U.S. benchmark Treasury yields started the month with 1.20% while it ended Aug 9 at 1.33%. If QE taper starts, there could be a rout in the bond market with selloffs expected to take place for growth stocks while value stocks and economic reopening-friendly stocks should see growth momentum.

Notably, the tech-heavy Nasdaq won during the pandemic-ridden 2020 on low rates and rising rates could now be wreaking havoc on the segment. High growth companies’ value normally relies on expected earnings growth and as long-term yields rise, it lowers the present value of companies’ future earnings.

Against this backdrop, below we highlight a few ETFs that could be the winning picks if the Fed tapers soon.

ETFs in Focus

iShares Russell 2000 Value ETF (IWN - Free Report)

Small-caps stocks tend to outperform in a growing domestic economy. Rapid vaccination and stimulus rollout are great positives for the segment. Honing in on the value spectrum in the small-cap segment would be a great idea amid taper tantrum. Value stocks tend to perform in a rising rate environment. This is especially true given the fund IWN is heavy on Financials – a sector that is a great beneficiary of rising rates.

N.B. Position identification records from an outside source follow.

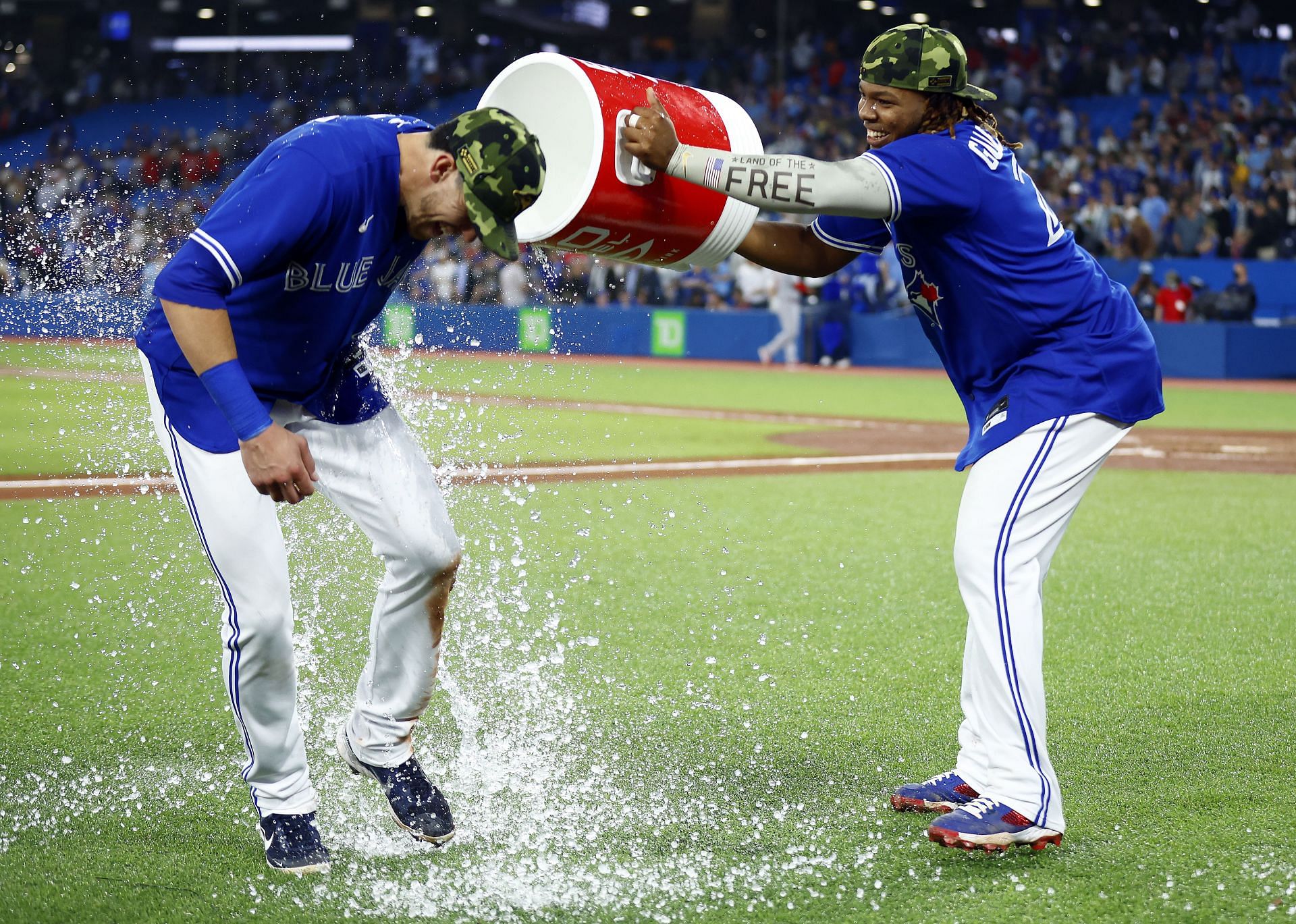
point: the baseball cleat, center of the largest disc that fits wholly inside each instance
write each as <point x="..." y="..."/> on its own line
<point x="944" y="792"/>
<point x="418" y="807"/>
<point x="293" y="844"/>
<point x="986" y="825"/>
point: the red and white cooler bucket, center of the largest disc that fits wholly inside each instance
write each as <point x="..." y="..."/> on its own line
<point x="599" y="200"/>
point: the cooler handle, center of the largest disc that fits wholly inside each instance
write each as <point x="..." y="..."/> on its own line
<point x="630" y="170"/>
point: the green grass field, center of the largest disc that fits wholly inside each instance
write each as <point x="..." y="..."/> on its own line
<point x="673" y="699"/>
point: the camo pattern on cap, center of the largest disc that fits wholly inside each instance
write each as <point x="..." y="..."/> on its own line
<point x="503" y="170"/>
<point x="921" y="57"/>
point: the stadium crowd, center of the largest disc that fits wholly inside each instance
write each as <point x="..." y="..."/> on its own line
<point x="1207" y="167"/>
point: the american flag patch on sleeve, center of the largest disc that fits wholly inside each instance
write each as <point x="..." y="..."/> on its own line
<point x="712" y="177"/>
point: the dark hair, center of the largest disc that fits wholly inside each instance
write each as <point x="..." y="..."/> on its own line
<point x="442" y="138"/>
<point x="945" y="111"/>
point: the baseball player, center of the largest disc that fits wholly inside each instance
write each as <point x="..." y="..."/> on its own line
<point x="784" y="301"/>
<point x="1050" y="358"/>
<point x="261" y="394"/>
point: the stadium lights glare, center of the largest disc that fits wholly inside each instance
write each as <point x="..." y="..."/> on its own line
<point x="254" y="43"/>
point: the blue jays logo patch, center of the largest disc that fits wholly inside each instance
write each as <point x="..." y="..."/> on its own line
<point x="924" y="296"/>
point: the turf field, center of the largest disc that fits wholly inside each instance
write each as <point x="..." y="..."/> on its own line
<point x="663" y="699"/>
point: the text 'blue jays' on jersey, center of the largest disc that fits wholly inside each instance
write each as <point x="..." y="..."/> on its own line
<point x="302" y="250"/>
<point x="1025" y="322"/>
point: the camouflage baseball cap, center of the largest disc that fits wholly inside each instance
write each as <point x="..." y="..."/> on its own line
<point x="503" y="170"/>
<point x="921" y="57"/>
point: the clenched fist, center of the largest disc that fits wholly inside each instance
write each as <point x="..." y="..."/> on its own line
<point x="649" y="134"/>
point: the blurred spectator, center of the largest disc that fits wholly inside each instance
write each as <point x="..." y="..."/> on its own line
<point x="1187" y="228"/>
<point x="1173" y="300"/>
<point x="1145" y="292"/>
<point x="514" y="291"/>
<point x="751" y="284"/>
<point x="1238" y="300"/>
<point x="1204" y="166"/>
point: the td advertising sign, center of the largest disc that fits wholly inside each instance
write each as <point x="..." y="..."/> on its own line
<point x="533" y="329"/>
<point x="668" y="333"/>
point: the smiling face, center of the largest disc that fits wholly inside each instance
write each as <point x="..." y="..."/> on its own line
<point x="890" y="113"/>
<point x="432" y="192"/>
<point x="437" y="208"/>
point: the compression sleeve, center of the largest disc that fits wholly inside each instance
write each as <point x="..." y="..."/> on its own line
<point x="791" y="183"/>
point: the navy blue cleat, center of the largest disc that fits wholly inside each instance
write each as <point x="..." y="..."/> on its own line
<point x="944" y="792"/>
<point x="293" y="844"/>
<point x="986" y="825"/>
<point x="418" y="807"/>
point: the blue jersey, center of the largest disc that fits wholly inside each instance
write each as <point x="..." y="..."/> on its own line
<point x="1025" y="322"/>
<point x="302" y="250"/>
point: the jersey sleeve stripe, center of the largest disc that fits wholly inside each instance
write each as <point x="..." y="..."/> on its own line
<point x="219" y="252"/>
<point x="221" y="261"/>
<point x="892" y="186"/>
<point x="840" y="244"/>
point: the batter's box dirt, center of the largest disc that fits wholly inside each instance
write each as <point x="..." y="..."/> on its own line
<point x="1146" y="447"/>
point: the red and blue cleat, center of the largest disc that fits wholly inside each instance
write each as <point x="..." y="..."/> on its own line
<point x="944" y="792"/>
<point x="986" y="825"/>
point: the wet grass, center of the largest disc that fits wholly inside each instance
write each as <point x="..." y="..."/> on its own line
<point x="670" y="699"/>
<point x="665" y="697"/>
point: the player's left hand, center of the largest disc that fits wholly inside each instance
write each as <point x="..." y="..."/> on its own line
<point x="649" y="134"/>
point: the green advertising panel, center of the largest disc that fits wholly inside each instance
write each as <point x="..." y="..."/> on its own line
<point x="668" y="333"/>
<point x="397" y="324"/>
<point x="533" y="329"/>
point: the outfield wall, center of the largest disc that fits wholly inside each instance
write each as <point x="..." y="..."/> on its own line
<point x="1190" y="350"/>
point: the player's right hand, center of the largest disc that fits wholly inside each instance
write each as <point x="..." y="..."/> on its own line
<point x="279" y="463"/>
<point x="649" y="134"/>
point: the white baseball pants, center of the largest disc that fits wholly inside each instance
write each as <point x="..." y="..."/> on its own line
<point x="379" y="476"/>
<point x="1017" y="504"/>
<point x="786" y="340"/>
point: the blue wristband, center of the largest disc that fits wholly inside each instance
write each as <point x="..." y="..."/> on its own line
<point x="228" y="387"/>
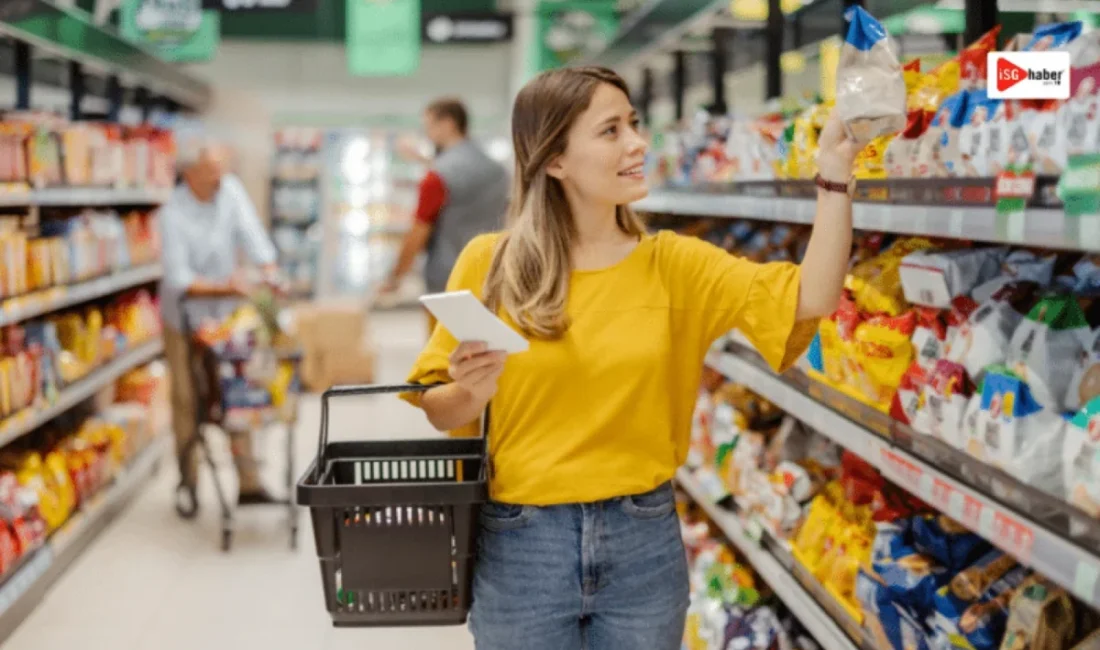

Invesco QQQ Trust (QQQ - Free Report)

The tech-heavy Nasdaq calls for a great long-term investment story. The fund houses the world’s most cash-rich stocks like Apple, Microsoft and Amazon. So, even if growth stocks in general depend on cheap money, rising rate worries are more of a threat for smaller tech companies.  Such cash-rich bellwethers wouldn’t feel the heat that much. Rather these will continue to focus on the growing emergence of disruptive technologies.

Vanguard High Dividend Yield ETF (VYM - Free Report)

With the 10-year Treasury yield crossing the S&P 500 dividend, income-loving investors would definitely look for other better options. VYM yields 2.75% currently. Plus, the dividend payout scenario has also improved within corporate America.

iShares U.S. Regional Banks ETF (IAT - Free Report)

As regional banks fare well in a steepening yield curve environment, IAT has chances of gaining ahead. As banks seek to borrow money at short-term rates and lend at long-term rates, a steepening yield curve will earn more on lending and pay less on deposits, thereby leading to a wider spread. This will expand net margins and increase banks’ profits.

Invesco Senior Loan ETF (BKLN - Free Report)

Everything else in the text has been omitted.